Kate Bramson has checked in on Rhode Island government’s “Wavemaker” program, which bribes college graduates to live in the Ocean State:
The state has selected 224 college graduates to receive personal income tax credits under the state’s Wavemaker Fellowship program, which would defray their student loan debts totaling about $868,000 while the recipients work in science, technology, engineering, mathematics and design jobs in Rhode Island. …
This year’s average annual tax credit is approximately $3,875 per student, but recipients earn varying amounts based on their education levels. Those with associate’s degrees are eligible for up to $1,000 of credit each year, while those with postgraduate degrees are eligible for up to $6,000.
The working class and underemployed in the state must be very comforted by the knowledge that they’re helping to give a $6,000 bonus to a Ph.D. in a high-paying job. But that’s the key to living in Rhode Island: do something (or be something) that local elites like. Otherwise, you’re out of luck. You’re a nobody loser.
Many of us have watched in disbelief every time some government-employed or otherwise-connected schemer walks away from an impropriety scot-free, but the mystery is solved when once one understands a quirk about Rhode Island culture. Just as many Americans romanticize mafiosi, Rhode Islanders tend to look up to those who “got theirs.” The insider crooks are the archetypes around which we build our entire system of government. The political message is, “Vote for me, and I’ll get you yours just like my pal got his.”

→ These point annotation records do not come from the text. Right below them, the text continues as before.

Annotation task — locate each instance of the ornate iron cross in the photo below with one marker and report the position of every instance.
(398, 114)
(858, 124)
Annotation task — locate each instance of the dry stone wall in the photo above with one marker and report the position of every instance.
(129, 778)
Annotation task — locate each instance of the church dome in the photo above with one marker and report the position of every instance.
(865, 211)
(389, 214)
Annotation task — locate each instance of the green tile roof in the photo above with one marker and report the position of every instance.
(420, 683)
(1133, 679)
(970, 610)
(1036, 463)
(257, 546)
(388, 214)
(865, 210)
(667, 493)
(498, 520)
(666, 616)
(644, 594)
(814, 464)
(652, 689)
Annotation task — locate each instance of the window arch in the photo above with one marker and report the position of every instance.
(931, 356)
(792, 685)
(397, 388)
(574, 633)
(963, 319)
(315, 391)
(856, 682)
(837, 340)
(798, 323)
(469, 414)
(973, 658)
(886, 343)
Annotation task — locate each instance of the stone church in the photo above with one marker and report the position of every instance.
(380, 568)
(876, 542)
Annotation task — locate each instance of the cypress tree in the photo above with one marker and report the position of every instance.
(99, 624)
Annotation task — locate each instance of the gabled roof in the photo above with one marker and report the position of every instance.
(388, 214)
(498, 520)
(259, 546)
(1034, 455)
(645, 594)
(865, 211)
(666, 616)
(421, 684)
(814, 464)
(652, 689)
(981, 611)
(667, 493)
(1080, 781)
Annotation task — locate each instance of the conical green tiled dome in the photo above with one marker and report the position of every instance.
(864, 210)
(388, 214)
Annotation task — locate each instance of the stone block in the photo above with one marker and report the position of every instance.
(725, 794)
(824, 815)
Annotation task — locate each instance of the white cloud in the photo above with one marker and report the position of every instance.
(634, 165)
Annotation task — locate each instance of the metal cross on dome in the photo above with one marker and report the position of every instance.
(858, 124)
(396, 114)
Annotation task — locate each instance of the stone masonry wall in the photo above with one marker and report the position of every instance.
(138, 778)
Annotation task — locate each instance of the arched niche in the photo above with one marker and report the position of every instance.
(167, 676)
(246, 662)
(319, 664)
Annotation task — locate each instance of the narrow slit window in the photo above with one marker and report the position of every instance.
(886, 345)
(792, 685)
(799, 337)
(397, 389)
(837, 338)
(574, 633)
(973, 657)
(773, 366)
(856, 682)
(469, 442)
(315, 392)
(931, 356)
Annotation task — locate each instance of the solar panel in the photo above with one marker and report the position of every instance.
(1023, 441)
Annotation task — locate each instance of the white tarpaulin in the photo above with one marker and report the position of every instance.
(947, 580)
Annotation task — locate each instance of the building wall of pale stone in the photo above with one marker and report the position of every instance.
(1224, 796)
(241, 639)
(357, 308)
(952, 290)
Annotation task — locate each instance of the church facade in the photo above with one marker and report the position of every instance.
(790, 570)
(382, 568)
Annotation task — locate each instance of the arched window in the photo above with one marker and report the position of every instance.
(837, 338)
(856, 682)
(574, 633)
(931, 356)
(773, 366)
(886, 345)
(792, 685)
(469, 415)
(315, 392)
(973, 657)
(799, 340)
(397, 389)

Sure, it is odd that the same folks who implicitly acknowledge that we have to pay people to live here and companies to set up shop here also tend to insist that the tax-and-regulatory burden doesn’t drive people out. But that seeming contradiction only underscores the principle: Doing something for insiders means you’re not a mooch, but somebody deserving of support. If you just want to mind your own business and keep what you earn, then you’re a mooch.